L. T. Adisesh

Personal information
- Full name: Linganatha Thammiam Adisesh
- Born: 11 May 1927
- Died: 19 November 2016 (aged 89) Liverpool, England
- Role: All-rounder
- Relations: L. T. Subbu (brother)

Domestic team information
- 1947/48–1955/56: Mysore
- 1951/52–1952/53: South Zone

Career statistics
| Competition | First-class |
| Matches | 18 |
| Runs scored | 990 |
| Batting average | 38.07 |
| 100s/50s | 1/6 |
| Top score | 183 |
| Balls bowled | 1824 |
| Wickets | 23 |
| Bowling average | 29.78 |
| 5 wickets in innings | 0 |
| 10 wickets in match | 0 |
| Best bowling | 4/33 |
| Catches/stumpings | 10/– |
- Source: Cricinfo, 29 March 2024

= L. T. Adisesh =

Indian cricketer (1927–2016)

Linganatha Thammiam Adisesh, usually known as L. T. Adisesh (11 May 1927 – 19 November 2016), was an Indian cricketer who played first-class cricket from 1947 to 1956. He became a doctor and practised in England.

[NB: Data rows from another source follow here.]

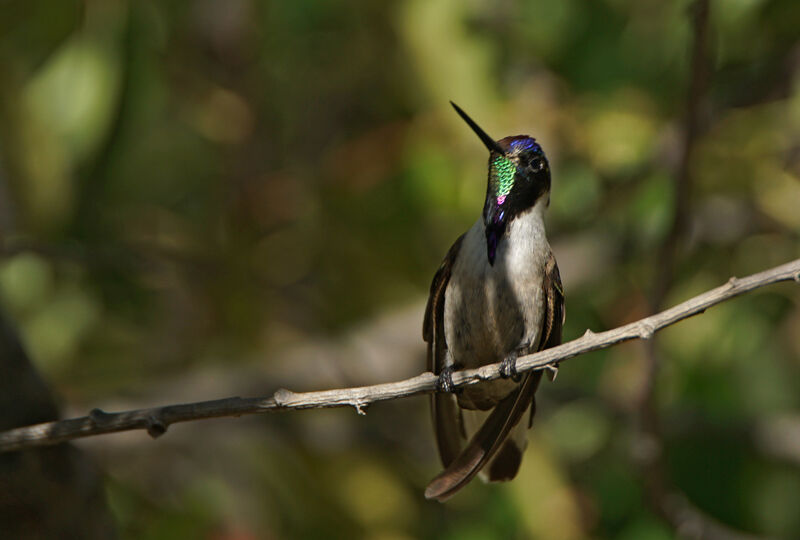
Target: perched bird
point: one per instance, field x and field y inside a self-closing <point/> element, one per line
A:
<point x="496" y="296"/>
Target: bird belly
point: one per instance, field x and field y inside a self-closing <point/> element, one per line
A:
<point x="494" y="310"/>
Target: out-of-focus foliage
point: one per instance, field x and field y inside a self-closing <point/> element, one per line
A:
<point x="202" y="187"/>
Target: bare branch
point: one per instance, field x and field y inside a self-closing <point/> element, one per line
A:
<point x="157" y="420"/>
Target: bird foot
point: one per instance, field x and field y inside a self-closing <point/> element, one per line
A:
<point x="445" y="381"/>
<point x="508" y="367"/>
<point x="552" y="371"/>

Adisesh was a middle-order batsman and all-rounder. While studying medicine at the University of Mysore he represented the university in the Rohinton Baria Trophy, scoring 185 when Mysore won the final in 1950–51. He played in the Ranji Trophy for Mysore from 1947 to 1956, and also played for South Zone in first-class matches against international touring teams.

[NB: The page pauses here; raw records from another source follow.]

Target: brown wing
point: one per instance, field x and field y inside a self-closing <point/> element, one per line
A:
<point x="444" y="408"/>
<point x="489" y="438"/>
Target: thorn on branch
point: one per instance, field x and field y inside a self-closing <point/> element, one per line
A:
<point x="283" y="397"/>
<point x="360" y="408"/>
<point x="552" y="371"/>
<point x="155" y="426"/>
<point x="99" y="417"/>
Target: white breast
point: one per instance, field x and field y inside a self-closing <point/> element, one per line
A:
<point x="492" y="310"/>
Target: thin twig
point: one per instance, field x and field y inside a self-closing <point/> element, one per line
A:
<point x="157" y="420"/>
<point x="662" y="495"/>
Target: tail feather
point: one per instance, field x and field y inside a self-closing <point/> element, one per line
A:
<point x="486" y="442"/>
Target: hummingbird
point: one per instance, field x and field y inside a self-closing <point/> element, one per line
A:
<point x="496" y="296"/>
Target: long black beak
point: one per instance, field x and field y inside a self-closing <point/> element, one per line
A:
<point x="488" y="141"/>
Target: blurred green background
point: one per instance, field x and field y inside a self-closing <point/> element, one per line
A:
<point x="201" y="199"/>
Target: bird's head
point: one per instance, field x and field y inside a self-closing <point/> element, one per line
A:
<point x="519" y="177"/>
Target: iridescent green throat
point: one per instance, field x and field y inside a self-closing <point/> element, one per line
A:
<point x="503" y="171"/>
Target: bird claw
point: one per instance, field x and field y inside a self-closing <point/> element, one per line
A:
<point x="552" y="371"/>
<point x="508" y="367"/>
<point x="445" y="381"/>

In 1951–52 Adisesh had his most successful match, scoring 70 and 183 and taking 4 for 33 in the first innings when Mysore defeated Hyderabad by 422 runs in the Ranji Trophy. A few weeks later he top-scored for South Zone against the touring MCC, scoring 69 and 29.

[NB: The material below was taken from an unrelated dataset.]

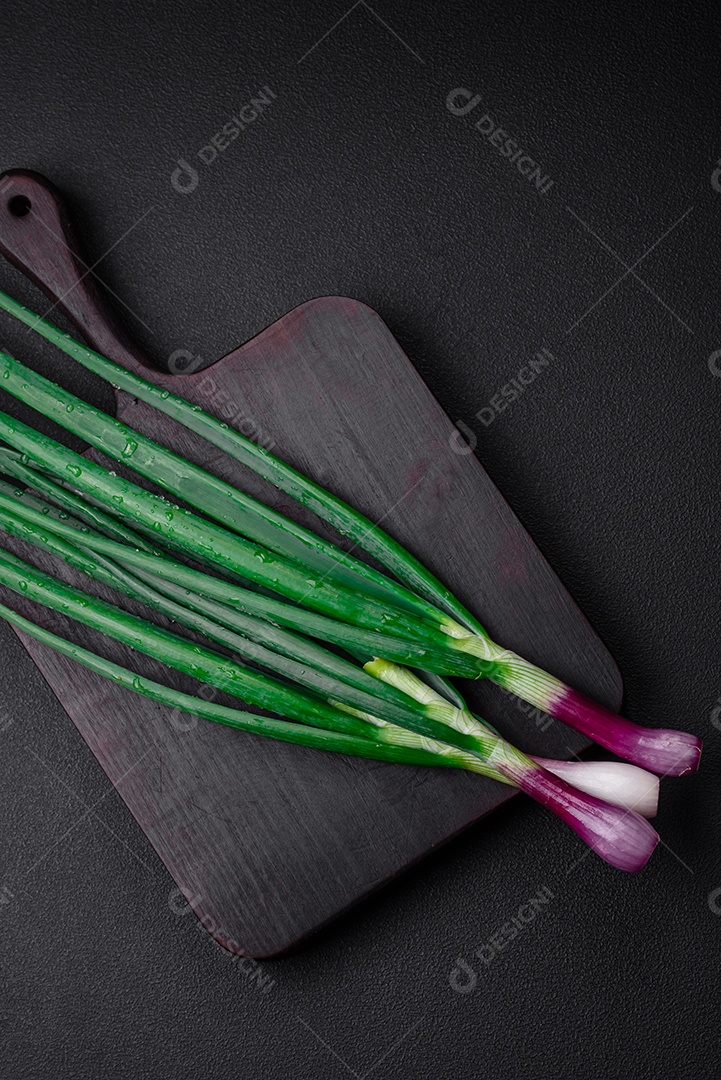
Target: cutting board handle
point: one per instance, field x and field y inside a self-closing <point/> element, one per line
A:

In 1952–53 Adisesh again top-scored for South Zone, this time against the touring Pakistan team, scoring 87. Shortly afterwards, he was selected to tour the West Indies in 1952–53 with the Indian Test team, but was one of several selected players from South Zone who made themselves unavailable in protest at what they believed was a West Zone bias among the selectors.

Adisesh continued his medical studies in England. He played league cricket in northern England, including a spell with Liverpool in the Liverpool and District Cricket Competition from 1966 to 1973. He practised medicine in Liverpool, and died at home there in November 2016, aged 89.